Сегодня компании начинают понимать, что во всех неструктурированных данных, с которыми они ежедневно работают, скрыта большая ценность, и они скрыты в архивах, размер которых с годами значительно увеличился. Мы наблюдаем возрождение отрасли, состоящей из многих игроков, предлагающих решения на основе искусственного интеллекта, организаций, обращающихся за помощью в понимании содержания их документов, новых важных ролей, таких как роль специалиста по данным.

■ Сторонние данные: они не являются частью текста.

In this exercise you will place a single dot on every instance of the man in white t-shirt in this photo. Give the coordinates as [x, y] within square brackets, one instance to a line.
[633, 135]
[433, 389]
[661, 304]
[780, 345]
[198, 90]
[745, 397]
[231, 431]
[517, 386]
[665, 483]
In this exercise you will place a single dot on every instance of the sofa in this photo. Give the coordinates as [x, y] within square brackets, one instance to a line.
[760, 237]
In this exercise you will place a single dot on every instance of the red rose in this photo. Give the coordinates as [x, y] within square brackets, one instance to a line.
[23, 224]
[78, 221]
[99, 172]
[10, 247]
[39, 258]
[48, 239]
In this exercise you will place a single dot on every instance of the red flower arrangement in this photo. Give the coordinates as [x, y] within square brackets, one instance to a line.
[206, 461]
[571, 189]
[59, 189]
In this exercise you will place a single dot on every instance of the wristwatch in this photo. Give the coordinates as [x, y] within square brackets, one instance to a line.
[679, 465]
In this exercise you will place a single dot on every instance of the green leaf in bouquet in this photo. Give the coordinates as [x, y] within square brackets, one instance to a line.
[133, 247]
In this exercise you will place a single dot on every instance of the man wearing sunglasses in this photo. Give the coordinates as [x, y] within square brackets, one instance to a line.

Поскольку эта отрасль очень молода, мы также фиксируем трудности с пониманием того, что на самом деле представляет собой обработка естественного языка. Большинство компаний смотрят на это как на одну большую технологию и предполагают, что предложения поставщиков могут различаться по качеству и цене, но в целом оставаться одинаковыми. Правда в том, что НЛП — это не одно и то же; это не один инструмент, а скорее набор инструментов. Когда мы рассматриваем рынок в целом, наблюдается большое разнообразие, даже несмотря на то, что у большинства поставщиков есть только один инструмент, и этот инструмент не подходит для решения каждой проблемы. Хотя понятно, что технический партнер, когда к нему обращается потенциальный клиент, попытается решить бизнес-кейс, используя имеющийся у него инструмент, с точки зрения клиента это не идеально. Каждая проблема требует отдельного решения.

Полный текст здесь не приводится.